En ce qui concerne les interventions sur les terrains extérieurs, plus aucun Etat en Europe ne peut, en conformité avec les principes des Nations-Unies, se déclarer en guerre. Si la France et d’autres pays interviennent au Sahel, ce n’est pas contre des Etats, mais dans le cadre de la lutte contre le terrorisme islamique. Là aussi, on voit bien les limites de ce type d’intervention militaire qui n’a, jusqu’à présent, fait l’objet d’aucun bilan, aucun audit, par le parlement français mis aujourd’hui complètement sous le boisseau.
Un discours présidentiel en décalage avec la Constitution
En parlant de guerre, le président de la République s’appuie implicitement sur la Constitution.
Or, celle-ci ne lui confère aucun autre pouvoir que celui de déclarer la guerre à un Etat étranger.
L’article 35 de la Constitution prévoit que « La déclaration de guerre est autorisée par le Parlement. Le Gouvernement informe le Parlement de sa décision de faire intervenir les forces armées à l’étranger, au plus tard trois jours après le début de l’intervention. Il précise les objectifs poursuivis. Cette information peut donner lieu à un débat qui n’est suivi d’aucun vote ». Cet article est devenu obsolète sauf évidemment si la France était attaquée par un Etat es-qualité, ce qui n’est pas définitivement exclu.

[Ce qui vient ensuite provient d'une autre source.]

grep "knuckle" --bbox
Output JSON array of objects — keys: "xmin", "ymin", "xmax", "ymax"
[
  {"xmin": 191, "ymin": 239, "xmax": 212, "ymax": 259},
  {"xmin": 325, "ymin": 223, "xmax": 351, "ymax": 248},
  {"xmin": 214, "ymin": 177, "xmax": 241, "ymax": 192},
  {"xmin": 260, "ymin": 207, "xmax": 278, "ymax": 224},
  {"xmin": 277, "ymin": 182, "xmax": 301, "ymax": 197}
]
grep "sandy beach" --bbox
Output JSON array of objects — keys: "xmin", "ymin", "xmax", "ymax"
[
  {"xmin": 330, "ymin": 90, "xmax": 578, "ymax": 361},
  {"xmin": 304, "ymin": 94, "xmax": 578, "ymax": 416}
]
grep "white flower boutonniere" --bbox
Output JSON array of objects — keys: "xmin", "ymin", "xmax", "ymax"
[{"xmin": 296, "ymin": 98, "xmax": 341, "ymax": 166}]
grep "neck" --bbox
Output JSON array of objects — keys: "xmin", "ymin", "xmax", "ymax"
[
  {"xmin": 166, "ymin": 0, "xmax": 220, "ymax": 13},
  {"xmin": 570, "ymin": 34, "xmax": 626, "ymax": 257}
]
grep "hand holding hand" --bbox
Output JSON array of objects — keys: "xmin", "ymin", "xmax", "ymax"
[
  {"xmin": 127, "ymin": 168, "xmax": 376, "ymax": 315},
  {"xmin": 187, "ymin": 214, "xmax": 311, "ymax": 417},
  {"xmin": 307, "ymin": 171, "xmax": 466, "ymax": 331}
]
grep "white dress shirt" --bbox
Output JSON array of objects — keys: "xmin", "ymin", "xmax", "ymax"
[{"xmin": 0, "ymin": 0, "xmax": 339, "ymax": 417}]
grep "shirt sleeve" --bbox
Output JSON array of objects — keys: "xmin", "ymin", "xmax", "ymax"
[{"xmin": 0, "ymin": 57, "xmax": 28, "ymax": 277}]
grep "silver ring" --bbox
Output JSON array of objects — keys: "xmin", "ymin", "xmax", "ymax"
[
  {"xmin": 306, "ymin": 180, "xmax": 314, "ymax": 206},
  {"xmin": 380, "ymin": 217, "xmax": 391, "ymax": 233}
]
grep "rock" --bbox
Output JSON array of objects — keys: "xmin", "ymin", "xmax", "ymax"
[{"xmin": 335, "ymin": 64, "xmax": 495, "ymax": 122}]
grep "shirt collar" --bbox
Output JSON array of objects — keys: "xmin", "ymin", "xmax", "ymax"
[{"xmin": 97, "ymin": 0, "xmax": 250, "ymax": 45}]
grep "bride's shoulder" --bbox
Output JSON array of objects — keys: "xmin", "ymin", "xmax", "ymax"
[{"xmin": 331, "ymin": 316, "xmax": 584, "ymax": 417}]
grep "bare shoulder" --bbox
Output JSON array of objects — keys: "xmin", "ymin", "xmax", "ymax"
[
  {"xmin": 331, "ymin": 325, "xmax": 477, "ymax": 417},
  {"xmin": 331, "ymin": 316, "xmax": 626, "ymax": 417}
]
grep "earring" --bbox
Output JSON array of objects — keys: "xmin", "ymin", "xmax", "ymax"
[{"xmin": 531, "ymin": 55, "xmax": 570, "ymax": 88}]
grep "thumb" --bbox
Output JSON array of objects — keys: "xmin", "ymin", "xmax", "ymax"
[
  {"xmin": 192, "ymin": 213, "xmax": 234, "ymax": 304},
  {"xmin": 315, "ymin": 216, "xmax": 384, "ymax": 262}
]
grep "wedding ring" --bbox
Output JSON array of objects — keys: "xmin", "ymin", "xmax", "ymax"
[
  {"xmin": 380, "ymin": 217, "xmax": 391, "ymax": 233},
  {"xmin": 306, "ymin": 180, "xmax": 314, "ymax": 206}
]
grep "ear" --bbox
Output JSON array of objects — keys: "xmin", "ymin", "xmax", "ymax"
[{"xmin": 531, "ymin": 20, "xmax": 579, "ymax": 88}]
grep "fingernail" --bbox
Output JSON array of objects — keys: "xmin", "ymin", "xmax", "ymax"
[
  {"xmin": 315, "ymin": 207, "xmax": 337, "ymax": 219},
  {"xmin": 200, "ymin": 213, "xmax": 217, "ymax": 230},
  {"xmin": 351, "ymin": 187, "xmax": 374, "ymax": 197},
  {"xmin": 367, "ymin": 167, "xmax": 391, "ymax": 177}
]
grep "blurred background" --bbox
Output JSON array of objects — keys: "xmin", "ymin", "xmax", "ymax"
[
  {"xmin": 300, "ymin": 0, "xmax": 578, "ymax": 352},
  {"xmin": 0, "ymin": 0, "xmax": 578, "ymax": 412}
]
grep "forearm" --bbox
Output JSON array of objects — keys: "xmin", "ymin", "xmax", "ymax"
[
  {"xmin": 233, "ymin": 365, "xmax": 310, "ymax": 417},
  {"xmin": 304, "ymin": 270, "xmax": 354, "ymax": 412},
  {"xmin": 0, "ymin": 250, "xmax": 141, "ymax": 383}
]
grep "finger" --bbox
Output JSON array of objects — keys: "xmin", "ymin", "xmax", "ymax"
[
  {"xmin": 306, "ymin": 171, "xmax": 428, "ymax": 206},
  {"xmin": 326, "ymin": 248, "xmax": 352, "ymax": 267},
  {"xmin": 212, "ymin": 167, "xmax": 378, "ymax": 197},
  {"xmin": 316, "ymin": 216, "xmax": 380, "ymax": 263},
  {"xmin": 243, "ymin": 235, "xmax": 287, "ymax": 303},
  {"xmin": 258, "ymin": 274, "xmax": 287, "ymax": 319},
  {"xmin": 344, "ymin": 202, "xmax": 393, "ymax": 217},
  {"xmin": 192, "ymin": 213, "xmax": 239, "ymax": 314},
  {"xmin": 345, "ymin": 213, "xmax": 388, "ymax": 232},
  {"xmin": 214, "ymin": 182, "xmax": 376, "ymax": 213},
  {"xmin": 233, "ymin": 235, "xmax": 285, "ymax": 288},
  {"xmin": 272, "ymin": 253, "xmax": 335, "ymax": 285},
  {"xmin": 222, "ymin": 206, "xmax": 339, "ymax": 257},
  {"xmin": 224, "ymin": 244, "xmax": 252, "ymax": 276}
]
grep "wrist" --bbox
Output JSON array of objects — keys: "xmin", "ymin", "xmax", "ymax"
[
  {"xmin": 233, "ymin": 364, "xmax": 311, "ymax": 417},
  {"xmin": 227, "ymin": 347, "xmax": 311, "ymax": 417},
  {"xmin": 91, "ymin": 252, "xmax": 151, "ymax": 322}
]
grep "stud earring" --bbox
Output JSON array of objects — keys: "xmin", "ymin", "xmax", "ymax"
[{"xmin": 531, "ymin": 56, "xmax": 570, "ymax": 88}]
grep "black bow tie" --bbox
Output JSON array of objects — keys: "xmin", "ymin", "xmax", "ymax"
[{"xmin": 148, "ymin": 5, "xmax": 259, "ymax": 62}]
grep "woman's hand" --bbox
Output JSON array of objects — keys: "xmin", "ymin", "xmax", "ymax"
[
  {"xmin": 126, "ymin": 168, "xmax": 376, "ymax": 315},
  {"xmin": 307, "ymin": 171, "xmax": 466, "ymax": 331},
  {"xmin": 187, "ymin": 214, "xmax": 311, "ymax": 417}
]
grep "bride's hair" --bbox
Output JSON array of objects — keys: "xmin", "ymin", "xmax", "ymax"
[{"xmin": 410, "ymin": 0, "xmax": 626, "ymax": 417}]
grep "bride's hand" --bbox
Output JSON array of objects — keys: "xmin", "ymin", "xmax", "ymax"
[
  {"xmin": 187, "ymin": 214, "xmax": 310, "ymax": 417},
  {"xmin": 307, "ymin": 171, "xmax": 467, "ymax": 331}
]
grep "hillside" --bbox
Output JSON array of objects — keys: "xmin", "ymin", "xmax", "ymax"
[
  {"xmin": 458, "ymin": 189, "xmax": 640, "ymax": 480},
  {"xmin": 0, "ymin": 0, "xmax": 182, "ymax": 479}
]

Mais en même temps, la France ne pourrait s’en prendre à un Etat, ce qui a failli survenir cet été en Méditerranée entre les navires militaires turcs et français. Si tel avait été le cas, alors que l’intégrité de la France n’était pas en cause, une telle intervention aurait pu être qualifiée de « guerre » faite à un Etat et entraîner des représailles de la part de la Turquie. Après l’épisode dramatique des caricatures de Mahomet, il n’est pas exclu qu’un « Etat voyou » (selon l’expression consacrée en droit anglais « rogue state ») puisse d’une façon ou d’une autre provoquer une agression contre la France, mais un tel cas de figure paraît hautement improbable.
L’article 35 de la Constitution n’est donc plus opérationnel aujourd’hui et le chef de l’Etat ne peut se fonder sur les dispositions qu’il prévoit pour intervenir sur des terrains extérieurs, même au nom de la lutte contre le radicalisme musulman.
Une « guerre » intérieure ?
L’autre guerre selon le président de la République, se déroulerait sur le front intérieur. Il s’agit de lutter contre le radicalisme musulman. Mais là aussi, il semble bien démuni lorsqu’il emploie le terme de « guerre ». Il ne peut pas davantage s’appuyer sur l’article 35 de la Constitution, car l’idéologie combattue n’est pas un Etat étranger. Il s’agit de lutter contre un ennemi intérieur.
Certains ont alors évoqué l’article 16 de la Constitution qui octroie au président de la République des pouvoirs exceptionnels. Mais ce n’est tout simplement pas possible car les institutions de la République ne sont pas à l’arrêt, l’indépendance de la France n’est pas en cause, ni même l’intégrité de son territoire et les pouvoirs publics fonctionnent régulièrement sans difficulté.
L’article 16 ne fut utilisé qu’une seule fois du 23 avril au 29 septembre 1961 après ce qui fut regardé comme une tentative de coup d’Etat par les généraux en Algérie encore française. Nous ne sommes évidemment pas dans ce cas.
Reste alors l’article 36 de la Constitution relatif à l’état de siège décrété en conseil des ministres. Mais là encore, cette disposition est obsolète et inadaptée.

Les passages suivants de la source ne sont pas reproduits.